フランス1部パリサンジェルマンのスウェーデン代表FWズラタン・イブラヒモビッチ(33)が、いきなり50個ものタトゥーを体に加え、周囲をびっくりさせた。

 14日カン戦でのこと。前半2分に先制ゴールを決めると、おもむろにユニホームを脱ぎ、胸からおなかの部分にかけてびっしりと描かれた新タトゥーを披露した。

 当然、イエローカードをもらってしまったが、イブラには、そこまでしてもタトゥーを披露したい強い思いがあった。

 翌日、記者会見に姿を現したイブラは、体に描かれていたものが人の名前だと説明した。
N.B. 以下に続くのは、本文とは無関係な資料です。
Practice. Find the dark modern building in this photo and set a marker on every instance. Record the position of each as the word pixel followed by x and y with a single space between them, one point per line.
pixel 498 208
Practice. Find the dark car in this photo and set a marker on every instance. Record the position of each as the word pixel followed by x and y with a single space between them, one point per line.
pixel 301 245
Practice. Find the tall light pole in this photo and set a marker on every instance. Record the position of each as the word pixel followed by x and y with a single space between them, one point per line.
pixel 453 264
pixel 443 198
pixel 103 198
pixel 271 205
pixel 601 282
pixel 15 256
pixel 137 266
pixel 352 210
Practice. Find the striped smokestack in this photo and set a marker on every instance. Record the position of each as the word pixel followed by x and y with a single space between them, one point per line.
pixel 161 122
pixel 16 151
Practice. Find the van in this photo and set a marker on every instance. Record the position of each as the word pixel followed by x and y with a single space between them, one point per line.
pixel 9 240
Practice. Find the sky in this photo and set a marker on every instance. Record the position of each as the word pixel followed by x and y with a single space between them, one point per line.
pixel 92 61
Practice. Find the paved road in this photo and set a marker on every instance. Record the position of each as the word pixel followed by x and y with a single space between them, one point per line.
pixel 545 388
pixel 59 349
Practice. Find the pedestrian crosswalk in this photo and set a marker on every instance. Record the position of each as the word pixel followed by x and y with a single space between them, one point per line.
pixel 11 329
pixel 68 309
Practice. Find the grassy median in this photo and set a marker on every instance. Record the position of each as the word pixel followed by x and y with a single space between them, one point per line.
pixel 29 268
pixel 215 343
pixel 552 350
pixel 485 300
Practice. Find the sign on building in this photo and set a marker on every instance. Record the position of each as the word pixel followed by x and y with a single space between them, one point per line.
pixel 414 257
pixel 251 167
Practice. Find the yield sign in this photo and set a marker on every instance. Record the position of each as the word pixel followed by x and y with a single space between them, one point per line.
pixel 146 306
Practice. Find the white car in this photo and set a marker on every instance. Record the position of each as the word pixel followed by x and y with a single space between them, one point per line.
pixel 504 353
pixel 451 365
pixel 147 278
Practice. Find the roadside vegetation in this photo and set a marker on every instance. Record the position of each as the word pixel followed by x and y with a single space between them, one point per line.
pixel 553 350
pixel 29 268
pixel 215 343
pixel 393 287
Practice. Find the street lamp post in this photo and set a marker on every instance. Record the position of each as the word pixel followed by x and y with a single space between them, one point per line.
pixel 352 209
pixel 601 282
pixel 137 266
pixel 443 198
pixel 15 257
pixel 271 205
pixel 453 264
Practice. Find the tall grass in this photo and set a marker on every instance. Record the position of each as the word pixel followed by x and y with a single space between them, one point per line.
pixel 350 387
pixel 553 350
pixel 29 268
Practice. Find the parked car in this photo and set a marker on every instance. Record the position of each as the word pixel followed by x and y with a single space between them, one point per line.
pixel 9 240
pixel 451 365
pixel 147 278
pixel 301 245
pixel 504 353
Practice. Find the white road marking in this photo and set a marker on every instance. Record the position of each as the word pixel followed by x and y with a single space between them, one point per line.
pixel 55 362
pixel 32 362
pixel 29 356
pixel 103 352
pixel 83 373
「あのタトゥーを見せた後、みんなに『あれは何なんだ?』と聞かれた。オレは時間がたつと消えるインクで、50人の実在の人たちの名前を入れた。世界中で飢餓に苦しんでいる人たちの名前だ」。

 イブラは、食糧欠乏国への食糧援助や、天災などの被災国に対して緊急援助を行う国際連合世界食糧計画(United Nations World Food Programme=WFP)の活動に賛同。自らの体に名前を刻むことで、飢えに苦しむ人々に目を向けるきっかけをつくろうと考えたという。
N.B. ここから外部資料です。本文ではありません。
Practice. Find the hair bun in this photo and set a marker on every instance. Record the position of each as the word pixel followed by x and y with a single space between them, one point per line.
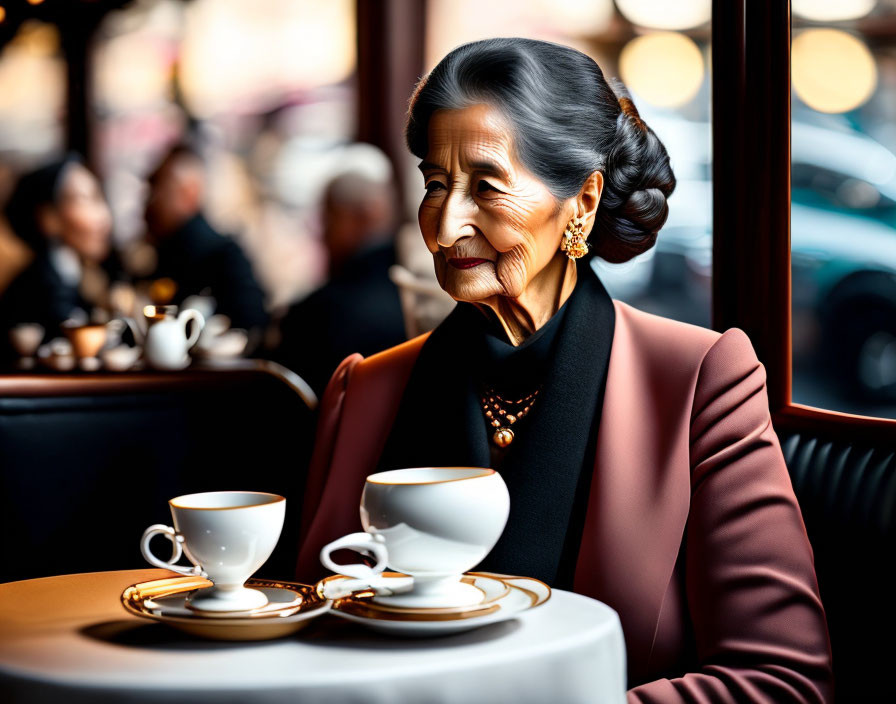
pixel 637 181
 イブラは「オレがどこへ行っても人々は応援してくれる。でも世界には、だれからも応援されず、飢餓に苦しむ8億500万もの人たちがいる。多くは子供たちだ。彼らは戦争や自然災害、貧困に苦しんでいる」と説明。

 その上で「オレには世界中にサポーターがいる。今日からはそのサポートを、本当に援助を必要としている人にも向けてほしい。いつでもオレを見たら、(苦しんでいる)彼らを思い出してほしい」と訴えた。

 会見に同席したWFPのカテナ・ディレクターは「誰かがこういったシンプルな行動で、どんな境界線も越え、メッセージを伝えてくれることを願っていました。ズラタンがこれに賛同してくれたこと、そしてパリサンジェルマンが許可してくれたことに感謝します」と話した。

 イブラは「オレたちが一緒になって世界中の指導者に働きかければ、飢餓の問題は解決できると思う」と力を込める。現在も世界のどこかで戦争は続き、テロで命を落とす人も後を絶たない。だが、イブラのようなポジティブな姿勢を我々も見習えば、世界は違ったものに変わってくるかもしれない。